Meredith Ringel Morris - Accessibility as a North Star Challenge for Human-Centered AI Research
The World Health Organization estimates that more than one billion people worldwide experience some form of disability; beyond this 15% of the population experiencing permanent or long-term disability, nearly everyone experiences temporary or situational impairments that would benefit from accessible technology solutions. Emerging AI technologies offer huge potential for enhancing or complementing peoples' sensory, motor, and cognitive abilities. Designing human-centered systems to address accessibility scenarios is a "north star" goal that not only has great societal value, but also provides challenging and meaningful problems that, if solved, will fundamentally advance the state of the art of both AI and HCI. In this talk, I will reflect on challenges and opportunities in designing human-centered AI systems for scenarios including automated image description for people who are blind, efficient and accurate predictive text input for people with limited mobility, and AI-enhanced writing support for people with dyslexia.
Jeffrey Bigham - Discovering Humans and Loops During ML Feature Development
Solving problems with AI is a messy iterative process that is a far cry from the simple loops we sometimes hear about. 17 years ago, I set out to build my first system that would describe visual images for people who are blind, and I’m still working on it. In this talk, I’ll review the humans and loops uncovered while working on what seems like a straightforward problem, as an illustrative example of the twists and turns of technology and people that sometimes come together to deepen our understanding.
Carla Pugh - New Directions and New Data to Inspire the Next Evolution of AI in Precision Surgery
Advancements in precision surgery are heavily dependent on seamless and efficient access to value added information regarding patient anatomy, physiology and disease as well as care team coordination and decision making. AI has been heralded as a central tool to facilitate new and exciting advances in precision surgery. To date, there has been notable success in using AI to analyze surgical procedure videos. The ultimate goal is to enable real time warning capabilities for surgical errors and automated teleconsultation that can help to improve patient outcomes. Despite the recent success in using AI to analyze surgical videos, we are far from achieving our long-sought goal of real time AI integration into the surgical workflow. In this talk, I will discuss the paradigm shift that must take place in our thinking, our research, and our technology development strategies in order to properly situate AI for successful integration into surgical care.

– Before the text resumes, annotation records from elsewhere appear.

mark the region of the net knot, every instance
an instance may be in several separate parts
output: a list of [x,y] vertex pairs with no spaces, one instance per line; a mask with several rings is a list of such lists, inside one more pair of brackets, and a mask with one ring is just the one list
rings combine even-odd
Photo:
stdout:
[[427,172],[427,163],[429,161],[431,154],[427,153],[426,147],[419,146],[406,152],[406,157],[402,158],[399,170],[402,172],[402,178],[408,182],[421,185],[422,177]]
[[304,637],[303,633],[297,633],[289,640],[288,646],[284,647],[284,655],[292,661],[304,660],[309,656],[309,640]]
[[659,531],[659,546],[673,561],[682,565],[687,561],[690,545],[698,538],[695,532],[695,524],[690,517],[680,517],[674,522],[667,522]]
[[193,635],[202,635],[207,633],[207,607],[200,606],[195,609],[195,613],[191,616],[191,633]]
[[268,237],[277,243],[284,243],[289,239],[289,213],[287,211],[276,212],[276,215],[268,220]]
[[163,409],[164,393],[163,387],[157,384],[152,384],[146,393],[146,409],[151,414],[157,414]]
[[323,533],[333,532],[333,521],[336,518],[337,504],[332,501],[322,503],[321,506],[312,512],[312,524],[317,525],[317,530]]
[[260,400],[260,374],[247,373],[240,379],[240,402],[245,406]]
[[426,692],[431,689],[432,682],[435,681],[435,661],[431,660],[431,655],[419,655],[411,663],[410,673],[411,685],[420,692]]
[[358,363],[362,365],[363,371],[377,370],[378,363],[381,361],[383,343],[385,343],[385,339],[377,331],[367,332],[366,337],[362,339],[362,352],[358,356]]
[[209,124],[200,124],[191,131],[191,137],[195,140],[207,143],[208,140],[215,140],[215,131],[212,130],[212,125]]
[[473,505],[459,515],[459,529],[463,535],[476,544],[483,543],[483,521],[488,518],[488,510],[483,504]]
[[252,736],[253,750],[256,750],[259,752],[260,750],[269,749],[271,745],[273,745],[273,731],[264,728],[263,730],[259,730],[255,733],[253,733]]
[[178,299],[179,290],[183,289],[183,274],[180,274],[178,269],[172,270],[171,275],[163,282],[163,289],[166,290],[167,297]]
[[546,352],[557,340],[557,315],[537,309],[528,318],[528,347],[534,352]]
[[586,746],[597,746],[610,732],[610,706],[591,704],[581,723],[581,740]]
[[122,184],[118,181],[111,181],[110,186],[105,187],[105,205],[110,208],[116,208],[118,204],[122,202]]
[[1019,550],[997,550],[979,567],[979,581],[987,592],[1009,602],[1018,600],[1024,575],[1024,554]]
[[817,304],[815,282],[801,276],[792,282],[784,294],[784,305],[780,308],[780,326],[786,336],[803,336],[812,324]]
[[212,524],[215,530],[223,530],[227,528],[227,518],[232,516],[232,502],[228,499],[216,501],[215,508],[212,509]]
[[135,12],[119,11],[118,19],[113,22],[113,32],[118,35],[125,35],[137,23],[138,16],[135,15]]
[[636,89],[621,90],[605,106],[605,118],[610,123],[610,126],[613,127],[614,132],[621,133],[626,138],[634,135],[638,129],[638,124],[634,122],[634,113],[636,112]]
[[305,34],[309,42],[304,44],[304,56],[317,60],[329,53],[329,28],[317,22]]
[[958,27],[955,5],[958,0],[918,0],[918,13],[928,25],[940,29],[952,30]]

Tanzeem Choudhury - Creating Unified Digital Mental Health Solutions where Patients and Providers are in Charge
We constantly hear about the role of technology and artificial intelligence as a game-changer for healthcare. Mental health is an area that has received increasing attention in tech. During the pandemic efforts to integrate AI into mental health services has grown. In my talk, I will discuss why technologists should not assume that AI tools will always perform well when deployed but also highlight ways we can create solutions that address both patient and provider needs and improve access, outcome, and quality of mental health care.